Dorian llevaba camisa azul, sin corbata, como si quisiera parecer preocupado, humano, inevitable.

“Sebastián”, dijo con falsa tristeza, “todos estamos consternados.

Lo mejor para la compañía es que tomes distancia hasta que se aclare lo de la chica.”

Valeria, fuera de cámara, cerró los puños.

Sebastián no miró a Dorian.

Miró directamente a la cámara.

“La chica se llama Valeria Bennett.”

El silencio de la llamada fue pequeño, pero real.

Dorian sonrió apenas.

“Por supuesto.

Solo digo que la situación es delicada.”

“Lo es.” Sebastián colocó el sobre sobre la mesa.

“Especialmente porque alguien entró a mi apartamento a las 4:12 de la mañana, apagó una cámara del pasillo y filtró una foto tomada dentro de mi dormitorio.”

Dorian no parpadeó.

Pero su mano se movió hacia el borde del escritorio.

Mara lo vio.

Valeria también.

Uno de los miembros de la junta habló.

“¿Estás acusando a alguien de este equipo?”

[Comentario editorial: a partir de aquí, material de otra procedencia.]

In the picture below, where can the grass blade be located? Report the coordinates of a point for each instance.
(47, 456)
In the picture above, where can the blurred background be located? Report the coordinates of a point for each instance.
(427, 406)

“Estoy dando hechos.” Sebastián deslizó una hoja frente a la cámara.

“También estoy dando documentos sobre pagos ilegales vinculados a la obra de Queens, donde murió Thomas Bennett.”

El nombre del padre de Valeria pareció cambiar la temperatura de la llamada.

Dorian se inclinó hacia delante.

“Eso es absurdo.

Estás mezclando un escándalo personal con viejos expedientes operativos para distraer a todos.”

Valeria dio un paso hacia la mesa.

Sebastián la miró, preguntándole sin palabras si estaba segura.

Ella entró en cuadro.

Algunos miembros de la junta bajaron la mirada.

Otros se quedaron paralizados, atrapados entre el morbo y la vergüenza.

“Mi padre no era un expediente viejo”, dijo Valeria.

Su voz temblaba, pero no se rompió.

“Y la declaración que enviaron con mi nombre es falsa.”

Dorian suspiró con actuación medida.

“Señorita Bennett, nadie aquí quiere hacerle más daño.

Pero quizá este no sea el momento…”

“¿Para que hable?”

Dorian se calló.

Mara intervino entonces, suave como una cuchilla.

“Dorian, qué curioso que sepas que la declaración salió antes de que yo mencionara su contenido en esta llamada.”

El rostro de Dorian perdió una fracción de color.

“Todos la vimos en los medios.”

“No”, dijo Mara.

“Los medios solo publicaron insinuaciones.

El texto completo no ha salido.

Solo lo conocen quien lo escribió, quien lo recibió y nosotros.”